On a su vendredi que la Confédération française démocratique du travail (CFDT) avait approuvé des salaires en dessous du SMIC (salaire minimum) dans la chimie. C’est une autre application de la loi travail du PS et des décrets de travail d’Emmanuel Macron, soutenu par l’Union européenne. Leur politique consiste à piétiner les droits sociaux fondamentaux acquis par la classe ouvrière au cours des générations de lutte au XXᵉ siècle.
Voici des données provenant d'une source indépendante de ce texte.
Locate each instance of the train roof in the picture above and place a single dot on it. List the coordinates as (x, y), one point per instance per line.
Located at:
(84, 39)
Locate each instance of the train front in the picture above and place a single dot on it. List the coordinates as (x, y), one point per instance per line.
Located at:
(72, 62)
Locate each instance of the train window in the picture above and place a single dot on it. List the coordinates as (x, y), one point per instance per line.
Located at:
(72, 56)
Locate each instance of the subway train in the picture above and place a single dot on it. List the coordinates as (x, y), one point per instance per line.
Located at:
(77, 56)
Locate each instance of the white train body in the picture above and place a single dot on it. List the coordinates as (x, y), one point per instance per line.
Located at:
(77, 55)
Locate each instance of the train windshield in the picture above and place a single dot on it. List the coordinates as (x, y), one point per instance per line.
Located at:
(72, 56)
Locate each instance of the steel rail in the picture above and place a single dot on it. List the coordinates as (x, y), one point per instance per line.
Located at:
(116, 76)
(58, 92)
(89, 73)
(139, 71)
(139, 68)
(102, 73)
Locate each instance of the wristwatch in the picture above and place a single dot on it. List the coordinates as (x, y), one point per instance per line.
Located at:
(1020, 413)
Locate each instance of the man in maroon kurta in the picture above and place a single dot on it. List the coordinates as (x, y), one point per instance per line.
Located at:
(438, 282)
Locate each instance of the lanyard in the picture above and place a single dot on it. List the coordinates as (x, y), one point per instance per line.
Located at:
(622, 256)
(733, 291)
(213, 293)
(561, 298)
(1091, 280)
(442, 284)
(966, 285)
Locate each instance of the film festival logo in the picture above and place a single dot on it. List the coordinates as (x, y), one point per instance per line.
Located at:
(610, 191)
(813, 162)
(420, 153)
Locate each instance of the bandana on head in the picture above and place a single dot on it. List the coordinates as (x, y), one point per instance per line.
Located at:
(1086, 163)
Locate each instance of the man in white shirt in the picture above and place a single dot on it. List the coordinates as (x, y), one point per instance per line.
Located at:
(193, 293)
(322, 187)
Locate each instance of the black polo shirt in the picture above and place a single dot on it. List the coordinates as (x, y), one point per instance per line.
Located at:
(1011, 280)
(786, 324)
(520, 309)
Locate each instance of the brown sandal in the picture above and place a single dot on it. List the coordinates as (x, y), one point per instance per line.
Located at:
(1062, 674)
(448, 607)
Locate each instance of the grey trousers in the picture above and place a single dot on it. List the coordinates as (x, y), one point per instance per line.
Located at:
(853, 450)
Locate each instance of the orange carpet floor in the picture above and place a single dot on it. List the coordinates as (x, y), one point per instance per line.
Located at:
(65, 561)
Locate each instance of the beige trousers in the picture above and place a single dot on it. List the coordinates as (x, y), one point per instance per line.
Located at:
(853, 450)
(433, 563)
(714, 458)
Selon un communiqué de la Confédération générale du travail (CGT) stalinienne, la Confédération française de l’encadrement (CFE) et Force ouvrière (FO), la CFDT a approuvé une augmentation de 1,1 pour cent en deux temps. Le salaire horaire sera fixé à au moins 9,82 € le 1ᵉʳ janvier puis 9,86 € le 1ᵉʳ avril. Les deux sont inférieurs à 9,88 €, le SMIC de 2018 fixé par une hausse de 1,24 pour cent approuvée le 15 décembre – avant que la CFDT ne signe la convention dans la chimie.
En utilisant la loi travail du PS et les ordonnances de Macron, l’État, les patrons et la CFDT concoctent un cadre pseudo-légal pour attaquer les salaires et les acquis des travailleurs. Depuis 2009, l’effet cumulé des réductions de salaires et des retraites imposées par l’UE en Grèce a été de réduire les revenus de 40 pour cent. Maintenant, on prépare des attaques similaires dans l’une des principales économies d’Europe.
Selon la déclaration CGT-CFE-FO, le contrat CFDT va « intégrer dans la structuration du salaire minimum hiérarchique, les primes d’ancienneté et les primes liées aux conditions et rythme de travail (prime de nuit, dimanche, férié, etc.) » Jusqu’à présent, ces primes, qui représentant jusqu’à 35 pour cent du salaire total, s’ajoutaient à un salaire de base au moins égal au SMIC. Maintenant, les patrons pourront compter ces primes comme partie du salaire sous-SMIC convenu par la CFDT, ouvrant la voie à des baisses de salaire de 35 pour cent.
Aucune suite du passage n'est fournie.